Passed late last year, the Employment Rights Act 2025 introduces sweeping changes to employment law across England, Scotland, and Wales. Two of those changes are likely to be higher costs and lower flexibility for small businesses.
“The biggest impact for small businesses will come from higher baseline employment costs and reduced flexibility when change is needed,” says Sarah Ropek, founding HR partner at The Fractional HR Department.
A good example of the impact comes from the new set of rules around statutory sick pay, she says. As of April 2026, employees will be able to access statutory sick pay from day one of their employment.
“More people will qualify, and sooner. That increases direct cost and makes proactive absence management important, requiring more management time.”
Btu costs are far from the only problem.
The hit to flexibility
Some of the most contentious proposals were moderated during the bill’s passage, including plans for day-one unfair dismissal rights. But the Act’s final version still has broad practical implications for small employers.
The Act also introduces changes across dismissal, contractual flexibility, and enforcement – areas that often present substantial operational challenges for smaller employers.
So how can small firms ensure they are prepared?
Many of the measures introduced by the Act are designed to create a more consistent baseline of protection for workers, particularly those in lower-paid or less secure roles.
But a number of the reforms seem set to limit small firms’ flexibility, particularly when it comes to talent management.

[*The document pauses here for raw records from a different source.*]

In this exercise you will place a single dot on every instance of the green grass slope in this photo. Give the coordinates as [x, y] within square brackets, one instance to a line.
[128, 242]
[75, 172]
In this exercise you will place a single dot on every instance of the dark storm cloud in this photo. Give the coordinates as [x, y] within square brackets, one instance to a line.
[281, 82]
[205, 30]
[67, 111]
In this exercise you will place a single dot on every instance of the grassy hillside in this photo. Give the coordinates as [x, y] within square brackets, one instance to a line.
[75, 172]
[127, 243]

For example, employers will soon have less leeway to alter the terms of a contract. Under the new rules, dismissals linked to an employee’s refusal to accept changes to core contractual terms will be automatically unfair, except in limited circumstances (such as severe financial distress).

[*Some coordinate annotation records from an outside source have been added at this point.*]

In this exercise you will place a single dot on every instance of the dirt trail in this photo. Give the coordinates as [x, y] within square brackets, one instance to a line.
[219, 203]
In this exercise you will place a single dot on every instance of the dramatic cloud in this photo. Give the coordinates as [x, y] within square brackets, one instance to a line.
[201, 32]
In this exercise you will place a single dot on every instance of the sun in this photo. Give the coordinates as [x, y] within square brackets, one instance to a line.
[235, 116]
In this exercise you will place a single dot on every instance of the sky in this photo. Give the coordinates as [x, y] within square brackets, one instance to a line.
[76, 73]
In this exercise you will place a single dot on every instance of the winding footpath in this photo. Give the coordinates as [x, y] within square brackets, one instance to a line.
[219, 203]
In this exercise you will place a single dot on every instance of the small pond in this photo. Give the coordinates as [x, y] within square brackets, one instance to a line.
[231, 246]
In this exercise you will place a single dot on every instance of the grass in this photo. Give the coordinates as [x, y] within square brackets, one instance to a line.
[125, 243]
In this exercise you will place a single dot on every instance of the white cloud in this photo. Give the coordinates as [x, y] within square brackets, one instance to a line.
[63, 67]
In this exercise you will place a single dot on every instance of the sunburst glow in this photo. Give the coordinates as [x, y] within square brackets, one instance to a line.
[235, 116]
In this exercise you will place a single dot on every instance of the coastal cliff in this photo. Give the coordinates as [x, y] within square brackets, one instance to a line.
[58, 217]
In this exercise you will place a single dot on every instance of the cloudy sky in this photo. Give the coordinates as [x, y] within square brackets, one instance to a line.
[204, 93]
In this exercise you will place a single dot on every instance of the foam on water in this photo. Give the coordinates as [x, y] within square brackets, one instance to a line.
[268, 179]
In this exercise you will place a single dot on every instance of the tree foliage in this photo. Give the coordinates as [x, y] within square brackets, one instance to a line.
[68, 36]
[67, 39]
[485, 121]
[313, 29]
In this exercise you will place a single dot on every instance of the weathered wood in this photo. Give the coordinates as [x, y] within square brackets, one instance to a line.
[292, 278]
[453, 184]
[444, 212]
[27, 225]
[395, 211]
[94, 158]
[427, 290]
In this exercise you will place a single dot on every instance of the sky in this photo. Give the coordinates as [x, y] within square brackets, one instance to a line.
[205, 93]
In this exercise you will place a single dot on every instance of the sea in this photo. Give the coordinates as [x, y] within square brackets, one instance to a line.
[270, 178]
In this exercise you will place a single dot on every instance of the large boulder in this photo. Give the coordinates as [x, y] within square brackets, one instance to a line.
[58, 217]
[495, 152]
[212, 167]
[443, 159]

This change aims to tackle controversial “fire and rehire” and “fire and replace” practices. And the new laws do increase protections for employees. But they could also make it harder for employers to respond quickly to market, regulatory, or client-driven change, and increase the time and process required to make contractual changes.
“Changing terms and conditions for existing staff will become harder, even where the business case is sound,” says Ropek. “Change will still be possible, but it will take more structure, more time and better planning.”

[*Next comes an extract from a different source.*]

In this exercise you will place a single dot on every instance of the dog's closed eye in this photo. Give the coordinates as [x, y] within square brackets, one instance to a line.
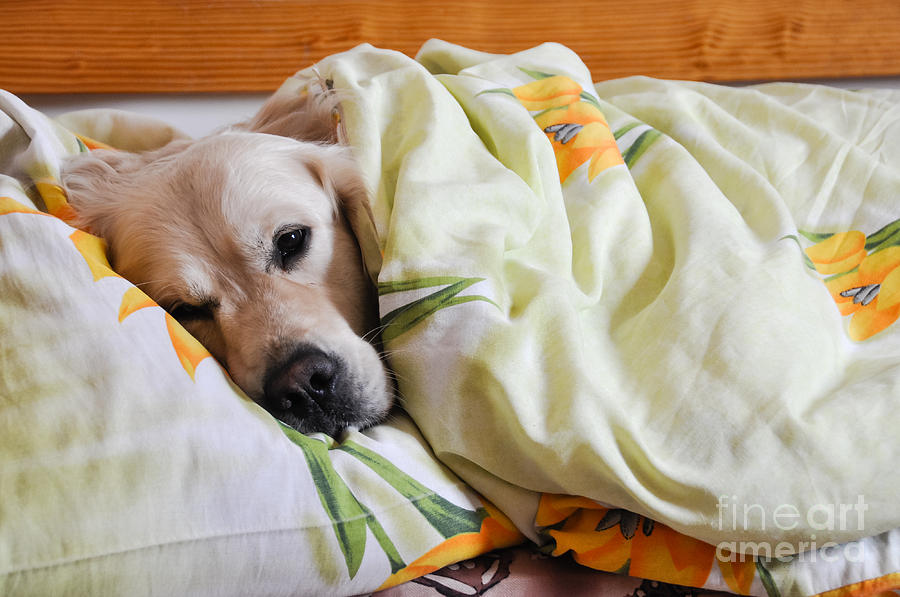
[188, 312]
[291, 243]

Changes to unfair dismissal rules could also prompt more cautious approaches to recruitment.
Starting in 2027, the start of unfair dismissal protection reduces from two years’ employment to six months’ employment. The original bill proposed that protection against unfair dismissal should start from day one. That was watered down following concerns from business groups about the impact on hiring risk and flexibility.
The current cap on compensatory awards (previously the lower of a year’s salary or £118,223) will also be removed.
“The Act will no doubt make small business owners more cautious about taking on employees to support growth,” says Ropek.
“Unfair dismissal protection reducing to six months shrinks the margin for error when things aren’t working out with an employee.”
This means employers may be less likely to take a chance on a “higher-risk” candidate, she says.
“That can include people with less traditional experience, career gaps or those who need more support to get up to speed. So while the Act is intended to bring about more protections for staff, it may also make the job market harder.”
All of these changes increase the importance of good hiring decisions, clear expectations, and early performance conversations, she says.
Preparing for new administrative hurdles
Another significant change is the establishment of the Fair Work Agency, due to launch in April 2026. The agency will bring together enforcement of domestic agency rules, the National Minimum Wage, holiday pay, licensing of labour providers, and action against labour exploitation, with expanded powers to investigate non-compliance and issue penalties.
The creation of this agency is expected to increase proactive enforcement in areas that have historically been more reactive, says Ropek.
“If asked, employers will need to evidence compliance when it comes to holiday entitlement, holiday pay and working time records. These records will need to include accurate, auditable information and show how calculations and decisions were made.”
Changes to zero-hour contracts have yet to be finalised. But based on what has been published so far, Ropek notes that clear record-keeping around shifts worked, hours offered, and cancellations is also likely to become increasingly important.
“If businesses don’t have an electronic system to manage and hold these records, they should be looking to introduce one as soon as possible.”
This increased scrutiny may be daunting for time-poor business leaders. But the Act’s staged rollout is designed to give employers time to audit and update their processes. Measures will be introduced gradually between 2026 and 2027, with common commencement dates in April and October (a full implementation timeline is available here).
“There is still time to get ahead of [the changes] without panicking about every headline,” says Ropek.
As a starting point, she recommends small business leaders take the following four actions:
- Build statutory sick pay changes into forecasts so costs are understood early.
- Prompt a review of contracts and core people policies.
- Review roles alongside any planned business changes.
- Encourage investment in simple, reliable systems for holiday hours and pay records.
These steps can help firms reduce disruption, manage risk, and protect leaders’ time as the reforms come into effect, Ropek says. “The real cost is rarely the legal change itself. It is the firefighting when the basics are not in place.”